Tangga ini...telah berapa? Empat, sejak dari bawah. Bukankah sekolah ini cuma berlantai tiga? Untuk naik ke lantai paling tinggi harusnya sudah selesai di puncak tangga kedua. Tetapi ini? Pastilah aku sudah berada di lantai lima. Dan masih ada lorong lagi. Lorong lebih panjang. Ataukah tiga lantai itu hanya di bagian depan? Hanya tampak depan? Sementara, di bagian belakang sekolah, ada beberapa lantai lagi yang olehku mungkin tak terperhatikan.
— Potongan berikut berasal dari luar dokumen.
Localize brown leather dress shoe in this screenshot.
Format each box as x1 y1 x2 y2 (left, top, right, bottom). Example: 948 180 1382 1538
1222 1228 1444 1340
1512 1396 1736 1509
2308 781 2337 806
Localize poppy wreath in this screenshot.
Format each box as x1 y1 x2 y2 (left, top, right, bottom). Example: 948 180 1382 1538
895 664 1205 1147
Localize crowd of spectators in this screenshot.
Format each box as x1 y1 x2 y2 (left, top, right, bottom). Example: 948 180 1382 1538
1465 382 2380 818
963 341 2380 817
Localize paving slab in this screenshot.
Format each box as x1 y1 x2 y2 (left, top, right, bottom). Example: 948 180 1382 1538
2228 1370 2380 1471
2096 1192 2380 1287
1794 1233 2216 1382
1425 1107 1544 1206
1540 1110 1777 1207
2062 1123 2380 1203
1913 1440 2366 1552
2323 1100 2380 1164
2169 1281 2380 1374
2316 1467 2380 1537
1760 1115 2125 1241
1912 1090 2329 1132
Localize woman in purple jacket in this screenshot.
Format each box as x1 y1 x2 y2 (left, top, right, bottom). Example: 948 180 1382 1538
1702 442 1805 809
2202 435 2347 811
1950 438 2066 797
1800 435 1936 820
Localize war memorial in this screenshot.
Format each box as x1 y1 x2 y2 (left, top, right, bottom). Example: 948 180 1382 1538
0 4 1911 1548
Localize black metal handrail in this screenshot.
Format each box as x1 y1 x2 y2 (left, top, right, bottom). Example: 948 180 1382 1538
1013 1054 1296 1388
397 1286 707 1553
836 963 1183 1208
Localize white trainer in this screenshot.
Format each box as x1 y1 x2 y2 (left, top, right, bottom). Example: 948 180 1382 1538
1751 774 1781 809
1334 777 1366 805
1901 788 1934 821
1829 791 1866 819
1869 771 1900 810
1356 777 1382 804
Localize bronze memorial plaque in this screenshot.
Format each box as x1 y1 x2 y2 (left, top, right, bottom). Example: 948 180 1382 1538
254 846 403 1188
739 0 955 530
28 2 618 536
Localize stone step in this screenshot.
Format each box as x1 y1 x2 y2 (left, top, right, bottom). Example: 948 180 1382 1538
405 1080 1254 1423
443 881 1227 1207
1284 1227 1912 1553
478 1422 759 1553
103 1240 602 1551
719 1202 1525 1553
Di ujung lorong panjang itu, masih belok kiri... naik tangga lagi. Sudah lantai enam! Mendadak aku merasa waswas. Tidakkah aku telah tersesat? Jangan-jangan aku telah berada di gedung lain. Siapa tahu sekolah ini berhubungan dengan gedung-gedung lain di sekitar. Lokasi sekolah memang terletak dan dikelilingi perumahan kaya yang beberapa di antaranya, karena sangat tinggi, tampak bagai berjenjang. Jangan-jangan aku bakal nongol di rumah seseorang. Tetapi Si Satpam jelas sekali mengatakan pintu berikutnya. Bukankah aku belum bertemu satu pun pintu?
i lantai enam, belok kanan, lorong panjang lagi...pintu! Ya, di ujung lorong itu. Akhirnya.
Bergegas aku melangkah. Betulkah ini ruang kepala sekolah? Sama sekali tak ada tanda, tulisan Kepala Sekolah atau yang semacamnya. Hanya pintu besar yang persis sama dengan pintu di depan atau di bawah tadi, yang membuat tanganku jadi ragu untuk mengetuk. Tetapi, aku telah di sini. Maka aku pun mengetuk.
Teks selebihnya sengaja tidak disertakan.